Thursday, September 15, 2011

Where are the Girls? : 5 Novels That Focus on Black Girls

[By Goyland Williams]

In my last post, I mentioned Toni Morrison’s motivation and sense of urgency for writing The Bluest Eye as stemming from her concern that far too many novels failed to acknowledge and fully develop young black girls as central characters. An exploration of African American novels that place attention on young black girls, such as Pecola Breedlove, present readers with both similar and dissimilar literary representations of the pressures that mold and shape black girls. Moreover, readers have the opportunity to consider how childhood representations and coming of age tales of young black girls coincide with the literary images of black women. It is at this critical site where African American children and young adults can find themselves in their reading, as they engage in that essential goal of adolescence –formulation of self, an identity.

Below, I have compiled a list of five novels that focus on black girls and their development.

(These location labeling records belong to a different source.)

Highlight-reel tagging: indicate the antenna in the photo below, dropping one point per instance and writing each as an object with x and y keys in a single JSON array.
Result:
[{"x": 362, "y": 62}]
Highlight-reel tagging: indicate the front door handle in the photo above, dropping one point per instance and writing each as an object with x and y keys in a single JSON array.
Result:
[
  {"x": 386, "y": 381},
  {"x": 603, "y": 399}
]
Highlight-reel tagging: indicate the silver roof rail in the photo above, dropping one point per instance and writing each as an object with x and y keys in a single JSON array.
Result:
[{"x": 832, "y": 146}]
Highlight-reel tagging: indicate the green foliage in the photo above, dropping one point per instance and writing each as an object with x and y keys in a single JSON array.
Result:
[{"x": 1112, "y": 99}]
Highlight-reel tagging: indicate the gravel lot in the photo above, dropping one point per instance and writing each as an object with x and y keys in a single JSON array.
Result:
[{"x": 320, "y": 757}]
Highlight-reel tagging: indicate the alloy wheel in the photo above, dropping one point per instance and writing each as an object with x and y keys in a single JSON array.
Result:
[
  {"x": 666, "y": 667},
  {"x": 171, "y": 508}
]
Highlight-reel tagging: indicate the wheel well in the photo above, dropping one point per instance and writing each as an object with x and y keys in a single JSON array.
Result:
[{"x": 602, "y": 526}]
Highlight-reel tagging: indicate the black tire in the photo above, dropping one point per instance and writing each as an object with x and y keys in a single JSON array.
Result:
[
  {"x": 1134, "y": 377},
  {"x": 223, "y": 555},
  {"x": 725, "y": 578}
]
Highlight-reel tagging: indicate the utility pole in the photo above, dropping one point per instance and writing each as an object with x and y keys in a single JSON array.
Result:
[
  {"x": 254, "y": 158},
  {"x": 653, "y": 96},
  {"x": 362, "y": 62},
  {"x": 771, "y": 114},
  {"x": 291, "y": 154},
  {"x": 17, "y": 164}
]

Louise Meriwether’s Daddy Was a Number Runner (1970) chronicles the lives and hardships of an African American family living in Harlem during the Great Depression. Francie, the 12 year old heroine, strives to maintain her integrity even amidst a cold, mean white racist world with humor and empathy as she comes to understand the dreams and despairs of Harlem without letting despair have the last word.
 
 
Toni Cade Bambara’s Gorilla My Love (1971) is the story of Hazel, a young girl living in New York City, with her two loving parents who feel that adults do not treat children with respect and honesty. Hazel comes from a family who values respect, education, and keeping one’s word.

Walter Dean Myer’s Motown and Didi: A Love Story (1984) takes us on a journey with Didi. Didi has dreams of moving, as far away from Harlem as her grades and scholarship offerings will take her. Motown, who has been shuffled from foster home, likes the security that Harlem has to offer, even if that security only means living in abandoned buildings. Set in Harlem during the 1980s, Myers has created a heart-wrenching love story that mixes family loyalty and peer pressure, along with a sprinkle of drugs and violence to tell this compelling love story.

 

Mildred Taylor’s Roll Of Thunder, Hear My Cry (1976) explores life in Mississippi through the lens of an African-American girl-Cassie Logan. The Logans own land in a time when many—black and white—are living as sharecroppers on various plantations. The novel is a “coming of age” story that focuses on Cassie Logan as she learns and witnesses the way things are in her society.




Virginia Hamilton’s novel Sweet Whispers, Brother Rush (1982) directly confronts issues of child abuse, single-parent families, and the death of a young person as told through 14 year old Teresa, who is the sole caretaker of her mentally disabled older brother, Dabney, while her mother works full time.